Greenland’s ice slab algae absorbs light and accelerate melting
Laura Halbach
It is likely to expand dark algae in the surface of the Arctic ice sheet in the future, which will increase, melting, increase and heating the sea level.
“These algae are not new phenomena,” says James Bradley Marseille, France at the Mediterranean Oceanography, France. “But if they bloom more intense, or the flower is widespread, then it would be important to consider in future future projections of the sea level.”
Greenland ice sheet is the one that covers the island most fast melts for increasing temperaturebecoming a single collaborator between sea levels around the world.

Recipe Algae under the microscope
Nature Communications
Recipe Algal species bloom in ice patches, which are called ablation zones, as the snow lines are rounded on the ice sheet every summer. The flower darkens the ice, reducing the reflection of the reflection and absorbing more heat, and thus melt in these areas by calculating 10 to 13 percent.
Feedback this loop to better understand, Bradley and his colleagues wrapped Recipe From the southwestern ice tip examined cells and cells with advanced images techniques.
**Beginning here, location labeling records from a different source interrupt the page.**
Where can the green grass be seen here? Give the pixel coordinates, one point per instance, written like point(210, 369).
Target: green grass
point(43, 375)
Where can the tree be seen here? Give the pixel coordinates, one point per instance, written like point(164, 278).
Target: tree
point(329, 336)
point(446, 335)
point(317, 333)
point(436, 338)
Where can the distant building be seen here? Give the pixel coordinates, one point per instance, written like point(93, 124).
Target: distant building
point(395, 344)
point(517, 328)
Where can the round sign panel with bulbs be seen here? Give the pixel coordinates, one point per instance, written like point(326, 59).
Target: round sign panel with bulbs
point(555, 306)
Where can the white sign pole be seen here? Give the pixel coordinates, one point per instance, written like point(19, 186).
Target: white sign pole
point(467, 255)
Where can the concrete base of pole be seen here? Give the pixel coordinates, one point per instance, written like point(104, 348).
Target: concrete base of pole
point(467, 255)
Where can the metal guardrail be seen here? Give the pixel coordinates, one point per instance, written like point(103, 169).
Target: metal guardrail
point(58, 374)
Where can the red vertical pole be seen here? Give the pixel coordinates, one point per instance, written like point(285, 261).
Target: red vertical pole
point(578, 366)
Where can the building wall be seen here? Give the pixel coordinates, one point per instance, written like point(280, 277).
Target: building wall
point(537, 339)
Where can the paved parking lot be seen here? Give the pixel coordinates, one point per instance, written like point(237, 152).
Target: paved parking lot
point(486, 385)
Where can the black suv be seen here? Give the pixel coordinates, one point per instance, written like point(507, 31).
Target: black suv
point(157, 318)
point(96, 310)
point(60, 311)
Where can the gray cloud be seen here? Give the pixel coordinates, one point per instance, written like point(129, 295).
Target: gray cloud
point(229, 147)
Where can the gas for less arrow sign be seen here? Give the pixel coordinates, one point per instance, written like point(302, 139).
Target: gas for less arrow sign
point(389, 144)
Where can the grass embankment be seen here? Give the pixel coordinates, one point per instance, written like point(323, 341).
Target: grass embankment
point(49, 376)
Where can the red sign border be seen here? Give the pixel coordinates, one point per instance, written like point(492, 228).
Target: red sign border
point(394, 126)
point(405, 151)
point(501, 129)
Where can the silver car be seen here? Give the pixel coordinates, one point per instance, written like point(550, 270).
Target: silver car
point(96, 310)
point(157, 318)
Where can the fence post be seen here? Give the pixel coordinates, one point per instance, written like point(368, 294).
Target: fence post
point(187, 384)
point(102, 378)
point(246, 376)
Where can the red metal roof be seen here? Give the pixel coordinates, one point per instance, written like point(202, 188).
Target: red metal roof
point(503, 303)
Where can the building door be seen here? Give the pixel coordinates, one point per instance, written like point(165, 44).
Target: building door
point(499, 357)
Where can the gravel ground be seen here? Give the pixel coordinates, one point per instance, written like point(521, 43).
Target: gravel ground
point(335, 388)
The results revealed that the algae are highly adapted to nutrient terms so that nutrients can be included in ice, suggesting that nutrients are scarce.
The global warming is already the snow lines that cause higher heights over time, showing more ice, is more reflective than the snow and so it melts. Ice alga has added another layer to these interactions that will be accounted for in future climate projections.
“We’ve been studying Glacier Algal Blooms a few years ago, but one of the big questions left to grow has to grow so in these ice nutrients,” says Christopher Williamson In Bristol University, the United Kingdom, who did not participate in the project. “Whether this puzzle is a great part of how many nutrients needed to take and store alphatic glacial cells and take over low nutrients available in the system. This study makes these things using leading methodologies.”